I kept track of what news and blogs I was reading over the course of a week. Some interesting takeaways from the data:
I consumed 73% of this media on an iPad, and 88% digitally overall. The remaining 12% is all radio, specifically WBUR. What’s interesting is that the BBC on WBUR was basically my only source of international news, and international news only comprised 6% of my total media consumption. Half my consumption was about technology or the tech industry, and 12% was national news. The remaining 30% consisted of softer stories about culture.
One worrisome thing I noticed is that over half my news comes from tailored sources which aren’t very diverse — 57% of my news comes from aggregators that filter news, namely Zite and Twitter. Zite learns what I like to give me news stories it thinks I’ll find relevant, and I choose who to follow on Twitter.
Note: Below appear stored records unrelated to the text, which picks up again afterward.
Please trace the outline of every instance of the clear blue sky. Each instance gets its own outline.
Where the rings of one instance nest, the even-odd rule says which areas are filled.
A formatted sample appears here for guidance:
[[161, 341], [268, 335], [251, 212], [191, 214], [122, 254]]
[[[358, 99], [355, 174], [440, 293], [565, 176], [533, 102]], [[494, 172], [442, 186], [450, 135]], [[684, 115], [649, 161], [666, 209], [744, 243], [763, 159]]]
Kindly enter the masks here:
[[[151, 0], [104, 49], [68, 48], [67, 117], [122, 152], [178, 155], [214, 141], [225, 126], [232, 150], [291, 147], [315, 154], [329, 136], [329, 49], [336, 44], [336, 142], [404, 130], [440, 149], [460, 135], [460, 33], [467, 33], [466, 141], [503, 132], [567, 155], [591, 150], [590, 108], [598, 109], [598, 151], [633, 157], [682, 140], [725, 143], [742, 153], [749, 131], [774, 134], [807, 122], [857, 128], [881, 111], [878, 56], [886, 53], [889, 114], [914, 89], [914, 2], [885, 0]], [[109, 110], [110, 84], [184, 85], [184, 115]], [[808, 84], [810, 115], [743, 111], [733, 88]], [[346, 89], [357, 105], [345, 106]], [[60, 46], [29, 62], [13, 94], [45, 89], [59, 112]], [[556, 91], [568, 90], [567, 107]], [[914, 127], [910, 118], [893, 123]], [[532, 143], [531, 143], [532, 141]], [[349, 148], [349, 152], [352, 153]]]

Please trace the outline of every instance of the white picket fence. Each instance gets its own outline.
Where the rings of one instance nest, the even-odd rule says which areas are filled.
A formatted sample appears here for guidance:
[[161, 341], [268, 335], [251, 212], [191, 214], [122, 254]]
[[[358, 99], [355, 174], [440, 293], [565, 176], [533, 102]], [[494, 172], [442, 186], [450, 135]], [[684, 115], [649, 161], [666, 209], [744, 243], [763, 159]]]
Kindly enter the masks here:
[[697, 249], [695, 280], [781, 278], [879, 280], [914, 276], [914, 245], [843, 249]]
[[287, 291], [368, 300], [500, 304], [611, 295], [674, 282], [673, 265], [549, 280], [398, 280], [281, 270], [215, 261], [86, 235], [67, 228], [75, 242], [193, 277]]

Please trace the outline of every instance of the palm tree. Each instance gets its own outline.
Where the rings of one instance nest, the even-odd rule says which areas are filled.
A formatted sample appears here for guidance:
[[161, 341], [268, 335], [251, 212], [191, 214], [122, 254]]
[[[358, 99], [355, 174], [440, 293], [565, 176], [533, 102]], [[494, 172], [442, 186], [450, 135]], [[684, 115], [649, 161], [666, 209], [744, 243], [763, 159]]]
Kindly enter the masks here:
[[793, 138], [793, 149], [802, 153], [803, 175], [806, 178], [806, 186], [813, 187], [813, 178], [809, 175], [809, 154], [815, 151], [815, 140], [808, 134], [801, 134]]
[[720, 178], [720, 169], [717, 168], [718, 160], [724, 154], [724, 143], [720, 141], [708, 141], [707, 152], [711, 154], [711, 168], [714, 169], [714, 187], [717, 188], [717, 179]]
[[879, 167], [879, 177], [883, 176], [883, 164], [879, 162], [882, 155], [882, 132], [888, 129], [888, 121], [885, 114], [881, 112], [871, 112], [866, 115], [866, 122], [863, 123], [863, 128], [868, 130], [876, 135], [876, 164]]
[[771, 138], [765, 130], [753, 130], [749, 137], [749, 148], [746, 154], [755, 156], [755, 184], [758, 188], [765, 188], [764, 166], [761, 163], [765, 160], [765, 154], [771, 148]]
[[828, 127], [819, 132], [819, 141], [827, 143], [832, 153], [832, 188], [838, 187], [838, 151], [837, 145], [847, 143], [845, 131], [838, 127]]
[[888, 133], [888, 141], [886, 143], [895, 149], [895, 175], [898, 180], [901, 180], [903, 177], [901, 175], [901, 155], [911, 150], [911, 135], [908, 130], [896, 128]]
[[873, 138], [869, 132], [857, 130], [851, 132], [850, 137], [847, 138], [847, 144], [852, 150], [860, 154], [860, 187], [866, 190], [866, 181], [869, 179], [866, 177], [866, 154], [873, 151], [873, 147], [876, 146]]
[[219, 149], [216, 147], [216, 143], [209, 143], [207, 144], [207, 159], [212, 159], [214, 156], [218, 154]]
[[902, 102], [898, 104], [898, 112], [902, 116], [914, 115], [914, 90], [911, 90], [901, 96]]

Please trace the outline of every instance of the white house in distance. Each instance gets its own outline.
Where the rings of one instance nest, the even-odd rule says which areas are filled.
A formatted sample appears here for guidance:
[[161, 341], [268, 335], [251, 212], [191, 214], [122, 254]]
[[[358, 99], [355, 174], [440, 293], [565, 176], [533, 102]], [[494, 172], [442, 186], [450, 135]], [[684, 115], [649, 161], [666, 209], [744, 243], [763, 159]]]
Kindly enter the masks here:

This means that I’m reading a subset of news, blogs, and tweets which tend to support similar viewpoints, and I’m missing out on interesting content I don’t know I even might want to read. I’m my own news editor, and the more my tastes differ from someone else’s, the more likely it is that we are reading totally different sets of news. As local newspapers close, personalized news becomes more prevalent, and algorithms better learn what we like, this issue will only get worse. It is less likely that people will get a diverse set of opinions in their news, and it’s less often that we’ll have strong national stories which bring us all together as citizens.
Thanks for sharing not just the consumption data, but your commentary on what you learned from the process. It’s very interesting for me to see a person who’s moved to the iPad as the leading means of consumption – wouldn’t be surprised if there are online marketers reading your observations with a careful eye!